Both elbow joints are hurting now and felt pretty bad after class...they are starting to settle down now. Tomorrow may or may not be a gym day. Friday is gonna be a rest day as I have the day off from work, to go meet some assface friend of mine. ;)

ElPietro
06-01-2002, 03:03 PM
Update: 3 days of inactivity and poor diet. I think I can actually hear myself getting fatter.

PowerManDL
06-01-2002, 06:23 PM
*throws a box of twinkies at LP*

Relentless
06-01-2002, 06:26 PM
Originally posted by ElPietro
Update: 3 days of inactivity and poor diet. I think I can actually hear myself getting fatter.

tsk tsk

shoulda come to Central Tech to play football with us today... you've have burned it all off. ;)
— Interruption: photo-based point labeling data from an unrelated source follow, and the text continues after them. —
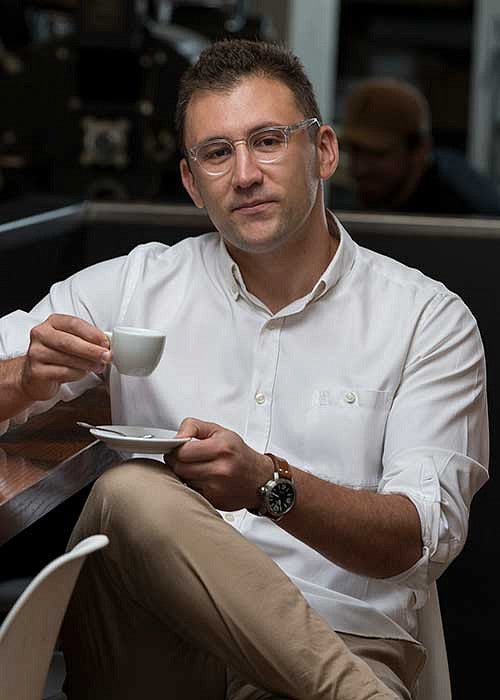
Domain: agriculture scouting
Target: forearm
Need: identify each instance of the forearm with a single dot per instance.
(370, 534)
(13, 397)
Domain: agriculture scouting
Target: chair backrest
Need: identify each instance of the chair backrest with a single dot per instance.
(29, 632)
(434, 683)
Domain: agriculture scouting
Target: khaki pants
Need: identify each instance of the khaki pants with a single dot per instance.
(180, 605)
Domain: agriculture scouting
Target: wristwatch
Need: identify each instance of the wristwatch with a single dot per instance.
(278, 494)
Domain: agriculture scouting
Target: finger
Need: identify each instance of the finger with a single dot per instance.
(67, 343)
(195, 427)
(40, 354)
(205, 450)
(79, 327)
seriously though, i know what you mean about feeling guilty when you get inactive. Bounce back, man!! :)

ElPietro
06-03-2002, 08:17 AM
Actually, saturday I was up at 7am to help a friend of mine move out of her old place and into a new apartment. So I guess I was somewhat active for a short time. Did two sets of couch, 4 sets of TV, one set of wall unit, and one warmup set of mattress along with two working sets of boxspring. :)

Slept part of the day after that but I'll have to come out for a game sometime Callahan.

Sunday was supposed to be a good grappling session...unfortunately I drank too much at a friends the night before and never actually made it home until 11am the next day. The rest of sunday was spent napping and being generally hung over.

This weekend was complete slothdom and poor dieting. One good thing is that I feel 100% now and all aches and pains are gone. I will hit this week diet and training wise with renewed vigor.

heathj
06-03-2002, 09:07 AM
Try making cheat days before a workout day. So let's say you workout Sunday, cheat on Saturday. Your Sunday workouts will be better :) Or you could just pretend your cutting like me and all your workouts will be great...hehe :p Keep it up though..I can hear myself getting fatter also.